ROMA –  L’uccisione di due pescatori da parte dei due marò italiani a bordo della petroliera Enrica Lexie “è un atto terroristico”, perché si è sparato “a uomini disarmati”.

E’ questo quanto avrebbe detto – secondo il sito della tv locale “Zeenews” – il giudice Gopinath dell’Alta Corte del Kerala, discutendo la petizione presentata dall’armatore del mercantile in cui si richiede il dissequestro della nave. Il magistrato avrebbe anche aggiunto che i pescatori sarebbero stati uccisi senza alcuna precedente intimazione. Insomma le cose per Salvatore Girone e Latorre Massimiliano, i due marò italiani, potrebbero mettersi davvero male.

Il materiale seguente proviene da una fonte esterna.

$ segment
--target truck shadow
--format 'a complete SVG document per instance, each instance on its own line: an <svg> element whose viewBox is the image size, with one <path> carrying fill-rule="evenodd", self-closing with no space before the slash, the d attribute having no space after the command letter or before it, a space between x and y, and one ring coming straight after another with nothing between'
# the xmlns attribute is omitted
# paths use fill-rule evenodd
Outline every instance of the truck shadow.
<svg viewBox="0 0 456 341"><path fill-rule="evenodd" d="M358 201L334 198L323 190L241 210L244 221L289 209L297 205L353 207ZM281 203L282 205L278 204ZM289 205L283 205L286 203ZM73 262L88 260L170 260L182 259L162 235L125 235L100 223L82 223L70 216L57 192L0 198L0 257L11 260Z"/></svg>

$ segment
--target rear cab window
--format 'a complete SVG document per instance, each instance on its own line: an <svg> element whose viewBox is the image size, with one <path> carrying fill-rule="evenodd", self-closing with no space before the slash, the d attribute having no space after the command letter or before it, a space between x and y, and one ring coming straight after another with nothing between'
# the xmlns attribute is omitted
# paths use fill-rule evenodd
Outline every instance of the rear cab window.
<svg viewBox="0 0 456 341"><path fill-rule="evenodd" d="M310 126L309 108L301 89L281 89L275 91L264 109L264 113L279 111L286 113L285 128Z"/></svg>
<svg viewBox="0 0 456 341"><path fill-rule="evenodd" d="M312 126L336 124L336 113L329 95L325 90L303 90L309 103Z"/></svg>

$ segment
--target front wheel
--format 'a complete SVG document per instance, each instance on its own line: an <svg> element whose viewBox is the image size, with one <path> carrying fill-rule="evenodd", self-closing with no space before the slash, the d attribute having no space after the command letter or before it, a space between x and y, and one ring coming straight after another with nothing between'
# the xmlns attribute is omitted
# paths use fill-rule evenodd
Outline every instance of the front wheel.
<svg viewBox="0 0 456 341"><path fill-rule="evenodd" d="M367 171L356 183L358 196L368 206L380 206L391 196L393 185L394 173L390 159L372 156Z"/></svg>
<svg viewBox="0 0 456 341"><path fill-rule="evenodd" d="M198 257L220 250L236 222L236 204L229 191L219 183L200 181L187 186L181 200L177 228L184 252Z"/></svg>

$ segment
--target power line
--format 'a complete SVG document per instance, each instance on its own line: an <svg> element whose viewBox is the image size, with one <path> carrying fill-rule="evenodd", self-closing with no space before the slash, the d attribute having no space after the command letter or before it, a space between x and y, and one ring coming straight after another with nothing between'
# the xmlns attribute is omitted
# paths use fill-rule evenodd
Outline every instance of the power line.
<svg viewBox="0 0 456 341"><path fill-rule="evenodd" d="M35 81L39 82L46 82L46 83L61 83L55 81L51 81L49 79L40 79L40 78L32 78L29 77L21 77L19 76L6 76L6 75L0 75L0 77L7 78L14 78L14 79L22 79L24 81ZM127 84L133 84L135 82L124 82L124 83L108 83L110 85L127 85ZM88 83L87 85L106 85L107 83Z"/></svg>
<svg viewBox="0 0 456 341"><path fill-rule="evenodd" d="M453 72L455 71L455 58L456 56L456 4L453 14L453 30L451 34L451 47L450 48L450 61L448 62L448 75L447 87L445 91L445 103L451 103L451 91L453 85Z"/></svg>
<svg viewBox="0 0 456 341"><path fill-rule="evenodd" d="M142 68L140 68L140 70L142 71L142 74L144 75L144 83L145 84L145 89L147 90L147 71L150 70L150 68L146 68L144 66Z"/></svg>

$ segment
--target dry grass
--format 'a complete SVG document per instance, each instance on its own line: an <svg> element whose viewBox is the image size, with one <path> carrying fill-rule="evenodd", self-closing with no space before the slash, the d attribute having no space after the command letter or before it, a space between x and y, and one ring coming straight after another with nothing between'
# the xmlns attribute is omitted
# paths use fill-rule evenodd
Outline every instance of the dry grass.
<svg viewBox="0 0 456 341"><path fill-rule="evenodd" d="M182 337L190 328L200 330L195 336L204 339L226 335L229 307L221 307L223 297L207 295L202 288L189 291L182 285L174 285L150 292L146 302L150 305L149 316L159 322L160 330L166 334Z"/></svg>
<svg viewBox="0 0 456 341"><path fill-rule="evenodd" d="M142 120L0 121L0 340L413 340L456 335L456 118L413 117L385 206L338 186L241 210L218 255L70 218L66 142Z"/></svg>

Fonti italiane definiscono le dichiarazioni “pretestuose, tese ad alimentare un certo sensazionalismo”.

Secondo quanto riportato dai media locali, il giudice P.S. Gopinathan ha osservato che gli atti dei due marò «erano assimilabili a atti di terrorismo» perchè avvenuti contro pescatori disarmati e senza alcun colpo di avvertimento in base alla denuncia per duplice omicidio presentata dai familiari delle vittime. Il rilievo del giudice è avvenuto dopo che l’avvocato dell’armatore V.J. Thomas ha precisato che le azioni dei marò non potevano essere definite «terrorismo» come specificato in una convenzione dell’Organizzazione internazionale marittima (Imo) contro la pirateria internazionale. La convenzione, nota come «Sua Act» (Suppression of Unlawful Acts against the Safety of Maritime Navigation, 1988) o anche «Convenzione Lauro» (perchè nata in seguito al dirottamento dell’Achille Lauro« è stata citata dai rappresentanti del governo del Kerala e dai legali delle famiglie delle vittime per giustificare l’applicabilità delle leggi indiane in acque internazionali nel ricorso presentato dagli italiani sulla giurisdizione presso la stessa Corte. In particolare, il  Sua Act  definisce il  terrorismo marittimo  come dirottamento di una nave, violenza contro le persone che si trovano a bordo o danneggiamento della nave o del suo carico. Secondo l’accusa indiana, nella definizione di  nave  rientra anche quello del peschereccio che sarebbe stato  attaccato  dalla petroliera Enrica Lexie.